Gas and electricity bills are to rise for the second time in seven months.

Letters warning EDF Energy's 200,000 customers in Sussex about the increases from September 13 will land on doormats next month.

The rise comes after EDF raised the cost of electricity by 6.7 per cent and gas by 4.6 per cent on March 1.

Further rises of 3.8 per cent for electricity and 3.5 per cent for gas mean some customers will be paying almost £60 more than last winter.

A family of four could pay an extra £29 on its annual electricity bill of £294.60. The gas bill would rise by £30 to £394.

People living on their own can expect to pay an extra £16 for gas and £15 for electricity.

In 2002, EDF, which supplies customers in Brighton and Hove under the name Seeboard Energy, made group operating profits of almost £1 million a day. A spokesman for the company said the bigger bills were due to high fuel costs.

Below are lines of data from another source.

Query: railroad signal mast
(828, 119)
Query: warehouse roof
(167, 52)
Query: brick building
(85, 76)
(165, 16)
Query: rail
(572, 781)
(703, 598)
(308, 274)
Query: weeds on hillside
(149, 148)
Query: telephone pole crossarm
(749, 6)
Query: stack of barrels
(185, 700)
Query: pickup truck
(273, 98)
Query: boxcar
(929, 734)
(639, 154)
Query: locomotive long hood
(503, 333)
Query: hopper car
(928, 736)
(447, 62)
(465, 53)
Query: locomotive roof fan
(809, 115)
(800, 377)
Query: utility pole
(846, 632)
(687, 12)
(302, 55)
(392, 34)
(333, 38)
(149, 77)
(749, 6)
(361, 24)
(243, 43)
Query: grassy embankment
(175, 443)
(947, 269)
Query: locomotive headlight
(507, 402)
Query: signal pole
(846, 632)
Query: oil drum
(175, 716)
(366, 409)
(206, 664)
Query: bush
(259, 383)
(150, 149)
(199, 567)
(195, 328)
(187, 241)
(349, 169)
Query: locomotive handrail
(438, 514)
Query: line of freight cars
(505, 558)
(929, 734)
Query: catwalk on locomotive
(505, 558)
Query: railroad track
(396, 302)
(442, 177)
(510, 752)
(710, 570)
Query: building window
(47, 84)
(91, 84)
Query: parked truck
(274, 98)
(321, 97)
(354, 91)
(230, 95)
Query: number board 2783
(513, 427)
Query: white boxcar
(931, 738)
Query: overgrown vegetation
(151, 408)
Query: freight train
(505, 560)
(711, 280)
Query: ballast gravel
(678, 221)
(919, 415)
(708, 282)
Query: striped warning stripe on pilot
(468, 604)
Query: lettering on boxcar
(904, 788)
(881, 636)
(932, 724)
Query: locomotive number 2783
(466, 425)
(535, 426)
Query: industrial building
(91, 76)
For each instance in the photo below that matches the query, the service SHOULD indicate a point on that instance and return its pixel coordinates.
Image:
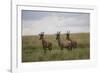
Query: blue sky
(35, 22)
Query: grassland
(32, 50)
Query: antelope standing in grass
(73, 42)
(63, 43)
(46, 45)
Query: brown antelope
(46, 45)
(73, 42)
(63, 44)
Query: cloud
(53, 22)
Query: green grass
(32, 50)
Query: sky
(35, 22)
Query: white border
(17, 66)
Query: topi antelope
(73, 42)
(63, 44)
(45, 43)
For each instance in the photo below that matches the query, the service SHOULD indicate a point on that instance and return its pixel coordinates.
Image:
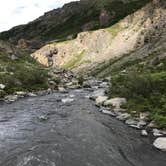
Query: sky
(16, 12)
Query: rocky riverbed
(62, 129)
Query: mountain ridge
(71, 19)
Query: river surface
(43, 131)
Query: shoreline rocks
(160, 143)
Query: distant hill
(71, 19)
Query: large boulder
(104, 18)
(2, 86)
(101, 99)
(115, 102)
(160, 143)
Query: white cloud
(16, 12)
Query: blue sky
(16, 12)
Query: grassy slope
(73, 24)
(22, 74)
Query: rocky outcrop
(139, 30)
(62, 22)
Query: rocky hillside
(72, 18)
(18, 71)
(139, 35)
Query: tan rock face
(145, 27)
(104, 18)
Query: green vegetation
(21, 74)
(81, 15)
(74, 61)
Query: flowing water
(43, 131)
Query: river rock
(142, 123)
(144, 115)
(103, 85)
(144, 133)
(21, 93)
(96, 93)
(101, 99)
(11, 98)
(67, 100)
(30, 94)
(2, 86)
(115, 102)
(43, 117)
(62, 90)
(160, 143)
(107, 112)
(123, 116)
(157, 132)
(152, 124)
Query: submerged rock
(123, 116)
(144, 133)
(2, 86)
(67, 100)
(115, 102)
(101, 99)
(160, 143)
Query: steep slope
(18, 71)
(74, 17)
(141, 33)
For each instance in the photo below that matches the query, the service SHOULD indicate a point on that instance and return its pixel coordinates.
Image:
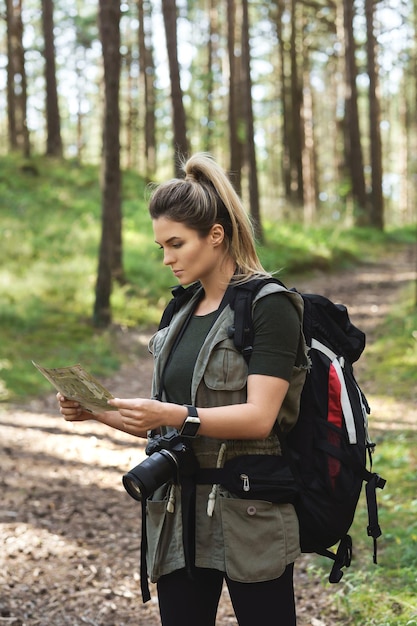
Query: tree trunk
(53, 122)
(16, 79)
(169, 10)
(377, 211)
(235, 101)
(250, 130)
(110, 264)
(295, 135)
(353, 146)
(147, 70)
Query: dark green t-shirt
(277, 332)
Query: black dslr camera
(169, 457)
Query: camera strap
(227, 299)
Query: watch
(191, 423)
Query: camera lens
(153, 472)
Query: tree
(53, 122)
(377, 199)
(147, 71)
(235, 99)
(110, 254)
(169, 11)
(249, 124)
(352, 134)
(16, 79)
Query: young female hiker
(224, 408)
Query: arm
(251, 420)
(74, 412)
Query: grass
(386, 594)
(49, 237)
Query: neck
(214, 288)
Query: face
(190, 256)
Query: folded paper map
(76, 384)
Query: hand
(141, 414)
(71, 410)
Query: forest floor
(69, 533)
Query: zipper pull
(245, 478)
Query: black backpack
(328, 450)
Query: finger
(124, 403)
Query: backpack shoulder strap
(242, 330)
(180, 297)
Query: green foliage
(392, 357)
(50, 231)
(384, 594)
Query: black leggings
(186, 601)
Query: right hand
(72, 411)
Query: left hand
(142, 414)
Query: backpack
(329, 448)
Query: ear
(217, 234)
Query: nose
(168, 257)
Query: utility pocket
(254, 539)
(164, 537)
(255, 477)
(226, 369)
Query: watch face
(190, 427)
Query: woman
(203, 387)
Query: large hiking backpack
(329, 448)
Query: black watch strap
(191, 423)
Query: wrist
(191, 424)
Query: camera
(169, 457)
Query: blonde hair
(204, 197)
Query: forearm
(113, 419)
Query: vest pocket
(164, 537)
(254, 539)
(226, 369)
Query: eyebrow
(170, 240)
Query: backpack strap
(242, 330)
(180, 296)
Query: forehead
(165, 229)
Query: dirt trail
(69, 533)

The cost of gas had risen by 25 per cent since the last increases were announced. Coal had risen by 20 per cent and electricity by 19 per cent.

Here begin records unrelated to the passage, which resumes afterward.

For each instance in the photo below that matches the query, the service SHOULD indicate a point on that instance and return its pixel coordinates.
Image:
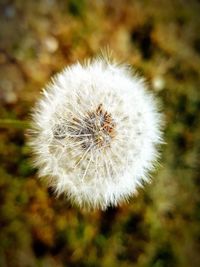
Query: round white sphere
(95, 133)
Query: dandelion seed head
(95, 133)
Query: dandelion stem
(9, 123)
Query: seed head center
(96, 129)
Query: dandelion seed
(95, 133)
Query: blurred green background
(161, 226)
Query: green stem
(9, 123)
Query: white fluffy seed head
(95, 133)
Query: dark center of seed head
(95, 129)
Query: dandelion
(95, 133)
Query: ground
(160, 226)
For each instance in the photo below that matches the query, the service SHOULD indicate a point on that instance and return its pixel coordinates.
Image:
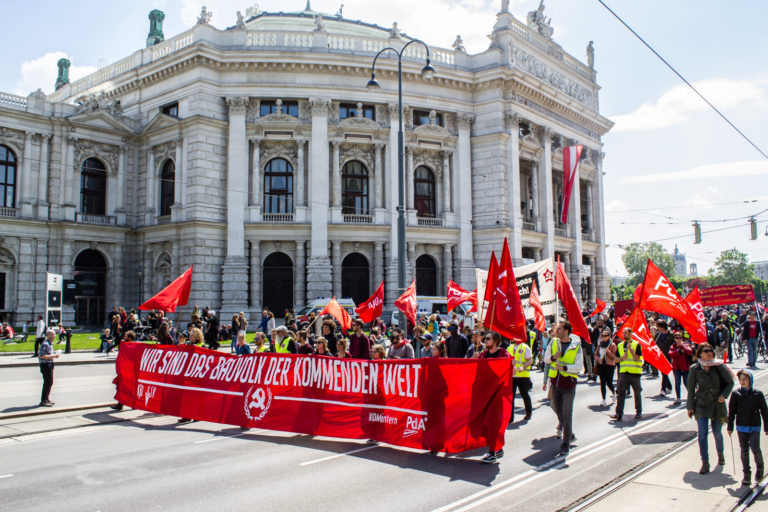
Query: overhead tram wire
(662, 59)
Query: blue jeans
(751, 351)
(680, 376)
(717, 427)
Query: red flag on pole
(371, 308)
(458, 296)
(659, 295)
(693, 300)
(508, 317)
(571, 156)
(570, 303)
(339, 313)
(599, 308)
(640, 333)
(175, 294)
(407, 303)
(538, 312)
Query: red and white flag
(571, 303)
(538, 312)
(571, 156)
(693, 300)
(640, 333)
(458, 296)
(507, 314)
(371, 309)
(408, 304)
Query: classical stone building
(257, 154)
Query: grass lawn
(79, 341)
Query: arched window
(424, 192)
(426, 275)
(278, 187)
(354, 189)
(7, 178)
(167, 187)
(93, 187)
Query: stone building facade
(257, 154)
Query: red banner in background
(726, 295)
(449, 405)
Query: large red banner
(448, 405)
(725, 295)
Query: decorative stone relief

EDF Energy has promised new customers its bills will be cheaper than British Gas between September 2004 and January 2006.

Labour Brighton Pavilion MP David Lepper said: "We are all used to annual increases but two in the past year to the tune of almost ten per cent does not seem to be a good way of doing it.

"I am concerned about people on a low income and elderly people living on their own.

"I will certainly be wanting to ask EDF some questions."